ROMA – Greta non conta un tubo. A leggere gli estasiati racconti dei suoi interventi pubblici appare ci sia ovunque o quasi sul pianeta un popolo, anzi un’intera umanità risvegliata alla salvezza climatica dal bacio magico e miracoloso della ragazzina. Non è vero, neanche un po’. E’ una falsa rappresentazione. Falsa e dannosa anche per chi con vera coscienza e autentica scienza cerca e cercherà di fare qualcosa per limitare il cambiamento e peggioramento climatico.
Non c’è una umanità pronta e ansiosa di cambiare modelli di produzione e consumo costi quel che costi pur di fermare o almeno rallentare l’aumento della temperatura globale, la deforestazione, lo scioglimento dei ghiacci, l’innalzamento dei mari, l’uso dei combustibili fossili. Non c’è, proprio non c’è. I popoli che sarebbero solo in attesa di mettersi al seguito di Greta Giovanna d’Arco (in comune su scala mignon il messianesimo) serenamente votano Bolsonaro presidente in Brasile o Trump negli Usa. In Polonia il popolo intima al governo di non rinunciare al carbone. In Gran Bretagna il popolo votando alla grande Conservatori ha espresso tutto il suo fastidio per ogni regolamentazione internazionale.

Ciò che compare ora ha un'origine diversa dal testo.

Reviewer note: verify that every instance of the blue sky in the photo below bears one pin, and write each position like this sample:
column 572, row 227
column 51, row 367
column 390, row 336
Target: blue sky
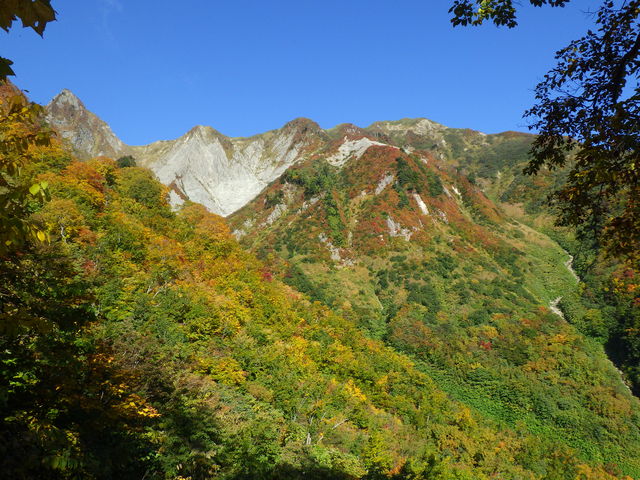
column 154, row 69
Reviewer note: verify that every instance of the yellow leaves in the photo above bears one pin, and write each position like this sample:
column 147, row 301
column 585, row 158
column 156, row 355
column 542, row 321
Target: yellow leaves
column 138, row 406
column 225, row 370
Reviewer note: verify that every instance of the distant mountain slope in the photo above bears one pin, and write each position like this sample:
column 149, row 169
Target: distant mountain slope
column 225, row 173
column 415, row 254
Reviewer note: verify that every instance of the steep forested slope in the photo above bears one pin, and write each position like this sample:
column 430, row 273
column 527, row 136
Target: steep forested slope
column 421, row 258
column 138, row 342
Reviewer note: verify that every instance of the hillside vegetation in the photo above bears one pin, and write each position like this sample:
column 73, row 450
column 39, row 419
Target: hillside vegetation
column 139, row 342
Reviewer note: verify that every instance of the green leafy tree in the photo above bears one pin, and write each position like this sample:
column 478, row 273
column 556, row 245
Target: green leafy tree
column 587, row 115
column 21, row 133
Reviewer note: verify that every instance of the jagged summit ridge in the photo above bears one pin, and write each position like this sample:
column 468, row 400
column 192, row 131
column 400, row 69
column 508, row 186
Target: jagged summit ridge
column 224, row 173
column 88, row 134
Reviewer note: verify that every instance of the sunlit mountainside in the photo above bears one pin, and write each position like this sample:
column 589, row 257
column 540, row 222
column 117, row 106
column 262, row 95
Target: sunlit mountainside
column 383, row 302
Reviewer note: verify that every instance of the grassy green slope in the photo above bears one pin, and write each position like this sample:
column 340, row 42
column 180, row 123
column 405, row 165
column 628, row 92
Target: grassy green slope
column 464, row 289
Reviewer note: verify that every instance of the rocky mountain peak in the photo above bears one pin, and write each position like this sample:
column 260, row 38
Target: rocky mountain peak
column 66, row 98
column 87, row 134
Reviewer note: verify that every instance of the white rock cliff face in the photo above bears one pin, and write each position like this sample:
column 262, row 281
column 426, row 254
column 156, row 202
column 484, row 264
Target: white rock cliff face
column 222, row 173
column 222, row 177
column 90, row 136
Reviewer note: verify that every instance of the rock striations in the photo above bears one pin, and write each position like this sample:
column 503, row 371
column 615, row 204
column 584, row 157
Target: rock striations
column 225, row 174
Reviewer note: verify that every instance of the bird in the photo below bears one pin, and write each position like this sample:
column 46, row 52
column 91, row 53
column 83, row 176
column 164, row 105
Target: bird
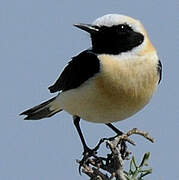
column 108, row 82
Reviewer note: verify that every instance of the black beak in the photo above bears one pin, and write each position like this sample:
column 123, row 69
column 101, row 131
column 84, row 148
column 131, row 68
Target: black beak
column 88, row 28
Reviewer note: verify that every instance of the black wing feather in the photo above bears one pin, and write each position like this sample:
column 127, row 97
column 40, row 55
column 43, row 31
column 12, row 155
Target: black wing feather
column 159, row 69
column 79, row 69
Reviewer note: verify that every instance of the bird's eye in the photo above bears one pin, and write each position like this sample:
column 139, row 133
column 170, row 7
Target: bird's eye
column 124, row 27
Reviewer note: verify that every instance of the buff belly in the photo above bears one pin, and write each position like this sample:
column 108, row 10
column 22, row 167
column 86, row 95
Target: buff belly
column 120, row 90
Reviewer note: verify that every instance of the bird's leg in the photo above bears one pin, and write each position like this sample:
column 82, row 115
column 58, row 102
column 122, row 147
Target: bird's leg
column 119, row 133
column 114, row 129
column 87, row 151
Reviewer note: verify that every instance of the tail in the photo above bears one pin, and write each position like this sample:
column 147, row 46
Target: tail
column 46, row 109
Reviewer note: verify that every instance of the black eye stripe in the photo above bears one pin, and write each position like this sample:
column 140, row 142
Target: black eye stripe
column 115, row 28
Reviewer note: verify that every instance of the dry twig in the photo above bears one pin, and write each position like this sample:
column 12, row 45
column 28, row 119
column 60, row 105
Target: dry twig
column 107, row 168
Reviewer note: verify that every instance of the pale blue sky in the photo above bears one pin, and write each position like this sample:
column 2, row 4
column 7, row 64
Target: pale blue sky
column 36, row 40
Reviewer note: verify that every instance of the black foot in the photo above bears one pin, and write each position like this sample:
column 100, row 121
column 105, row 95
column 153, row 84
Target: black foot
column 89, row 153
column 123, row 146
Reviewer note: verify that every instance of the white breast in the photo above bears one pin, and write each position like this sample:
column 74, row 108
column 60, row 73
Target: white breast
column 122, row 88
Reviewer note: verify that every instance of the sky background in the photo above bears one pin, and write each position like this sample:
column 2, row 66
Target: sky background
column 36, row 40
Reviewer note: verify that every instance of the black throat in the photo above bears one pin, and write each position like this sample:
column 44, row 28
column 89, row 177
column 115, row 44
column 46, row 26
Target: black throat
column 115, row 39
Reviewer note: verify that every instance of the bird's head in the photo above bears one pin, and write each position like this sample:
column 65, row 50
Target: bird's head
column 115, row 34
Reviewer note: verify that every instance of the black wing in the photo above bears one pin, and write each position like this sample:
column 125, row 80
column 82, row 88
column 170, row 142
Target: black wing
column 159, row 69
column 78, row 70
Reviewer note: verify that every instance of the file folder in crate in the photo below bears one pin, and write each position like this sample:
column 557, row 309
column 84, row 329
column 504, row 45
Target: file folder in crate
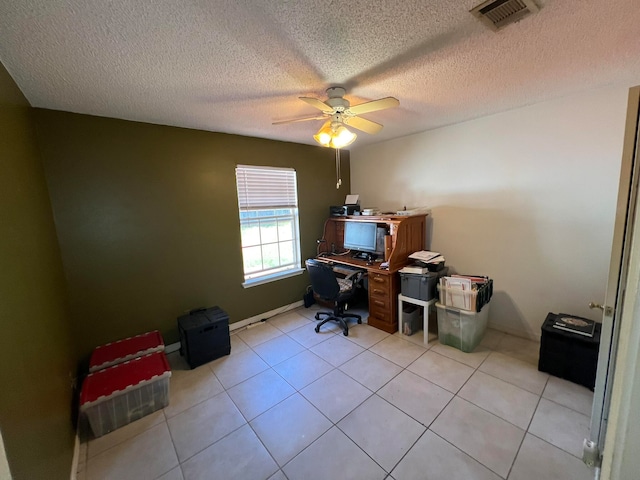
column 118, row 395
column 126, row 349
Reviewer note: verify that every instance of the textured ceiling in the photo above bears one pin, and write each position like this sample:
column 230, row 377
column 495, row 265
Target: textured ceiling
column 236, row 66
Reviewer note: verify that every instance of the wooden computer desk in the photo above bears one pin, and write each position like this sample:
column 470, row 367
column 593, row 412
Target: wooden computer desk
column 406, row 235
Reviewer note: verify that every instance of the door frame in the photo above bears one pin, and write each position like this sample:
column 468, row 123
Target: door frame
column 622, row 392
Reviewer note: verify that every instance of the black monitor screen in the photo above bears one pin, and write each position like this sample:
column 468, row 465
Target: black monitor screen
column 360, row 236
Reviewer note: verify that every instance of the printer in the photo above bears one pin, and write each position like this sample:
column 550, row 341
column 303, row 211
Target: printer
column 351, row 207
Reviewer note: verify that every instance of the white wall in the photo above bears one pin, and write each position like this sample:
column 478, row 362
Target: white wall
column 526, row 196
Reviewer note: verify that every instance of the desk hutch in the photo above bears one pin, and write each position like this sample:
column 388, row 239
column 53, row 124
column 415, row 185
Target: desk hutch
column 405, row 235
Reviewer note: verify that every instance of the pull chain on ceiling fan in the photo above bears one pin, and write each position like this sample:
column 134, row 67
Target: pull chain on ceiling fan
column 340, row 114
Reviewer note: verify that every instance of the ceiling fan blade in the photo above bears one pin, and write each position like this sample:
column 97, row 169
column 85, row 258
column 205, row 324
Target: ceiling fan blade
column 300, row 119
column 363, row 124
column 383, row 103
column 314, row 102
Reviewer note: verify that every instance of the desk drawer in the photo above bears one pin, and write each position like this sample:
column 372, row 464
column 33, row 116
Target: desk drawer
column 379, row 304
column 379, row 281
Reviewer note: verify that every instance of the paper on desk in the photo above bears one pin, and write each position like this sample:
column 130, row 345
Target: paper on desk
column 352, row 200
column 424, row 256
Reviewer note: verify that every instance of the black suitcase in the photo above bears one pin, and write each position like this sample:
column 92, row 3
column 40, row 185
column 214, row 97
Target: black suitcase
column 569, row 355
column 204, row 335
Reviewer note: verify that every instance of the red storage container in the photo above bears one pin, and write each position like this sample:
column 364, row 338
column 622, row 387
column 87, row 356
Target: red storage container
column 118, row 395
column 126, row 349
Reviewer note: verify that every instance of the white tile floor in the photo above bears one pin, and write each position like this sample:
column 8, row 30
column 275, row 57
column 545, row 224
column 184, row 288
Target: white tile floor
column 292, row 404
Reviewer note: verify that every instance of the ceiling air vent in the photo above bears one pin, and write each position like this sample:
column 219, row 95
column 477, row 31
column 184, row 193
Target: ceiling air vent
column 497, row 14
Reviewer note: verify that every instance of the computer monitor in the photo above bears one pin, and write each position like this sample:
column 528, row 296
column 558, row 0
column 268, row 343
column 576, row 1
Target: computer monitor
column 361, row 236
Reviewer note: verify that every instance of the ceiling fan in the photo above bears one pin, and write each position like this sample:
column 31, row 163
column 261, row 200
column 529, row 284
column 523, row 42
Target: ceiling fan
column 339, row 112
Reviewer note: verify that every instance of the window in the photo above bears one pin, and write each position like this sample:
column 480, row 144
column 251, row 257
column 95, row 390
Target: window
column 268, row 205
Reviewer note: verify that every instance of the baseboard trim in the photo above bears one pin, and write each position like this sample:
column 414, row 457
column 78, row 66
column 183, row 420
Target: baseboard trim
column 515, row 332
column 247, row 322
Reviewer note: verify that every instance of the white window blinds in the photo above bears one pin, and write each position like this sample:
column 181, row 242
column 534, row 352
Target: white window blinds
column 266, row 187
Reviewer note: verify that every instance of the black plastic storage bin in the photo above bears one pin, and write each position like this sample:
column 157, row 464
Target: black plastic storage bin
column 421, row 285
column 204, row 335
column 569, row 355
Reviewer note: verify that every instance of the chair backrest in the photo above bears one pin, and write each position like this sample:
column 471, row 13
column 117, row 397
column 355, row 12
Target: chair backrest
column 323, row 279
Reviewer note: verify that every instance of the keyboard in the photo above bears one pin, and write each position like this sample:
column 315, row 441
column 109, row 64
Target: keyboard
column 346, row 270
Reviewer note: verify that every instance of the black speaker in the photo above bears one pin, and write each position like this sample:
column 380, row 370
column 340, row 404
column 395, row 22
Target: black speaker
column 569, row 355
column 204, row 335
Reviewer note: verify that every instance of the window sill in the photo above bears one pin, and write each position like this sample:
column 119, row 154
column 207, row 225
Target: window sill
column 272, row 278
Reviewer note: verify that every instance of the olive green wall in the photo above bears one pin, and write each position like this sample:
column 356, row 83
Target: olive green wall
column 147, row 220
column 36, row 353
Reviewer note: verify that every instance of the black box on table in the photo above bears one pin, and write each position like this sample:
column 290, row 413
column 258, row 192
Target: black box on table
column 567, row 354
column 204, row 335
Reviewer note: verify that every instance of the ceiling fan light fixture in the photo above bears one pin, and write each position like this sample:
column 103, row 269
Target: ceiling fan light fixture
column 334, row 135
column 324, row 135
column 343, row 137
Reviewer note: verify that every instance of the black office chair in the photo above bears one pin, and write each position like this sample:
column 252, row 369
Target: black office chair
column 338, row 291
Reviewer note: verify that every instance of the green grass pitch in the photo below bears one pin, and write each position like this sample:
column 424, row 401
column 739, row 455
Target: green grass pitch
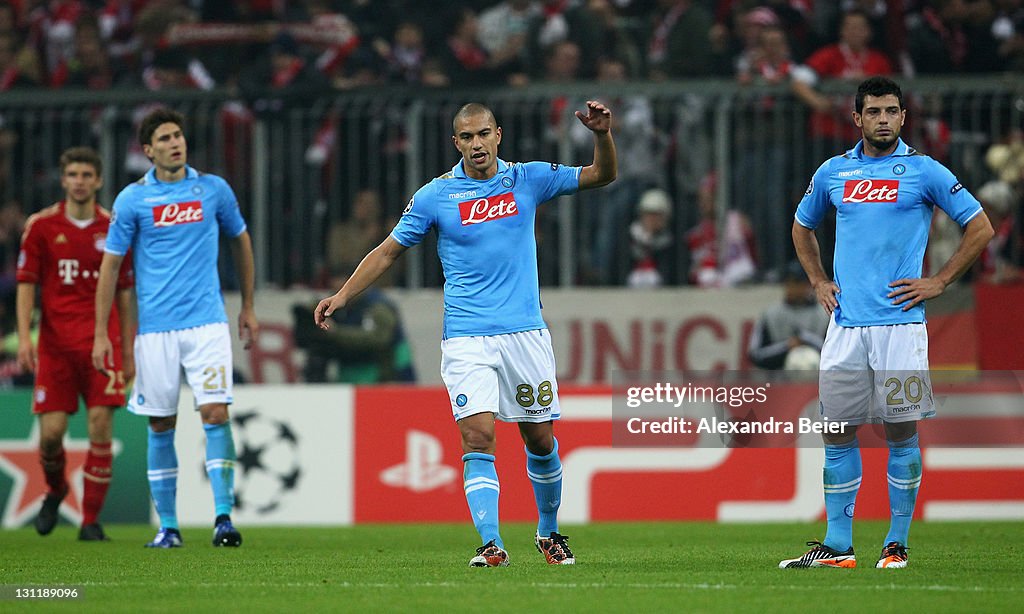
column 634, row 567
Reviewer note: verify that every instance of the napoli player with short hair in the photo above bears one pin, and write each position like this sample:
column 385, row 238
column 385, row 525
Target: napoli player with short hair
column 497, row 358
column 171, row 219
column 875, row 357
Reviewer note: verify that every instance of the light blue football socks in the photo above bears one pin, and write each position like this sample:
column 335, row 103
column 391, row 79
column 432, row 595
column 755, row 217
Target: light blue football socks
column 162, row 463
column 903, row 475
column 480, row 484
column 842, row 476
column 220, row 466
column 546, row 475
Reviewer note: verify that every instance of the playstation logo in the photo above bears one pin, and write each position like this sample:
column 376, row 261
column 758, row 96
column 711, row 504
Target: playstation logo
column 422, row 469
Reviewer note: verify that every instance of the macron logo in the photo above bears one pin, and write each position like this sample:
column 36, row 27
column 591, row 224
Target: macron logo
column 870, row 190
column 484, row 210
column 423, row 469
column 177, row 213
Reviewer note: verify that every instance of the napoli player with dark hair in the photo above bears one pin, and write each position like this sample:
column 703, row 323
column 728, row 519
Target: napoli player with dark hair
column 171, row 220
column 497, row 359
column 875, row 357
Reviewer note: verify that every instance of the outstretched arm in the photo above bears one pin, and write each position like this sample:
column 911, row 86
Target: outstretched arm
column 605, row 166
column 373, row 266
column 977, row 233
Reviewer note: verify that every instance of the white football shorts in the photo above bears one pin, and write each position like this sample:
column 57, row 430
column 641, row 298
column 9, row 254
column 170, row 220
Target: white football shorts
column 876, row 374
column 203, row 352
column 511, row 376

E l’Australia e l’Arabia Saudita e l’Indonesia…popoli e quindi governi che non ne vogliono sapere di pagare , qui e oggi, il prezzo di una riconversione energetica, sia pure sulla salute del pianeta. La Conferenza mondiale sul clima, l’ultima, è appena fallita. Ed era la numero 25. Fallita perché non c’è nessun accordo sulle cose da fare. Non perché ci sia dissenso scientifico su quel che sta accadendo al pianeta. Più o meno tutti concordano che domani, fra trenta, cinquanta, cento anni sarà durissima se non infernale. Ma a domani…arrivarci. I governi non sono in grado, anche qualora volessero, di volere niente di veramente concreto perché manca loro il consenso di popolo per abbattere, in concreto, emissioni di gas serra. Nessuna opinione pubblica dà davvero mandato al suo governo di spendere, limitare, riconvertire.
O meglio (anzi o peggio) esistono vasti strati di pubblica opinione che (oggi nel segno di Greta) esigono che i governi facciano. Però alla rigorosa condizione che il fare per la salute del clima sia gratis per le loro tasche e soprattutto non modifichi davvero quantità di produzione e consumo di beni. Le conferenze sul clima falliscono non perché i governi sono cattivi d’animo e stolidamente sordi a quel che grida la gente. Falliscono perché i governi non possono quel che la gente non vuole. Greta non conta un tubo, sul clima ci suicidiamo da soli.